According to a report by J.P. Morgan analyst Harlan Suhr in 2020, the generations of Google TPU v1 to v4 were co-designed by Broadcom. At that time, it had begun producing TPU v4 using the 7nm process and began to cooperate with Google in designing and adopting TPU v5 with 5nm process
Sur said that Broadcom's application-specific integrated circuit (ASIC) business had revenue of US$750 million in 2020, up from US$50 million in 2016. In addition to chip design, Broadcom also provides Google with key intellectual property and is responsible for In addition to steps such as manufacturing, testing and packaging new chips to supply Google's new data centers, Broadcom is also working with other customers such as Facebook, Microsoft and AT&T to design ASIC chips.
According to Broadcom's 2022 financial report, it divides ASIC revenue into two parts: routing and switching and computing offloading. Compute offloading is handled in the data center in two steps. When a compute request comes in, routers and switches decide which part of the data center should handle the work. Once decided, a processor (usually a CPU or GPU, like those designed by Nvidia) does the calculations, which are then sent back to the end user by those routers and switches again over the Internet or private network.
Broadcom is the world's second-largest artificial intelligence chip company in terms of revenue, behind Nvidia, and its ASIC sales amount to billions of dollars, which is the result of Google's increased TPU deployment in response to Microsoft's cooperation with OpenAI. , just one Google TPU has more than quadrupled Broadcom's ASIC revenue. The artificial intelligence tax that Google did not pay to Nvidia went into Broadcom's pocket in another form.

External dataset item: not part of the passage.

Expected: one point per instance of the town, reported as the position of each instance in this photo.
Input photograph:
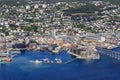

No matter which company it is, it will not be willing to continue to pay this money. Therefore, in September this year, it was reported that Google was preparing to end its partnership with Broadcom before 2027. Sources said that Google executives have set a Abandoning Broadcom's goal, it began to consider its rival Marvell after the two companies were locked in a months-long impasse over the pricing of TPU chips.
Although Google officials later came out to refute the rumors, saying that there are currently no plans to change the cooperative relationship with Broadcom, it is already known that the two companies are at odds in private.
Google made a smart calculation on TPU. When giants such as Microsoft paid obediently, it took out TPU v5p to fight against Nvidia. But what it did not expect was that ASIC cooperation, which was inconspicuous a few years ago, is now It has become the biggest stumbling block on the road to TPU development. As long as the deployment scale of TPU is expanded, Broadcom will have to continue to add money.
Thinking about it this way, the giants can really escape the first grade of junior high school, but they can't escape the fifteenth grade. They can escape the 70% profit of Nvidia GPU, but they can't escape partner companies like Broadcom and Microsoft. They want to develop AI chips. Save money, you will inevitably encounter difficulties like Google today in the future.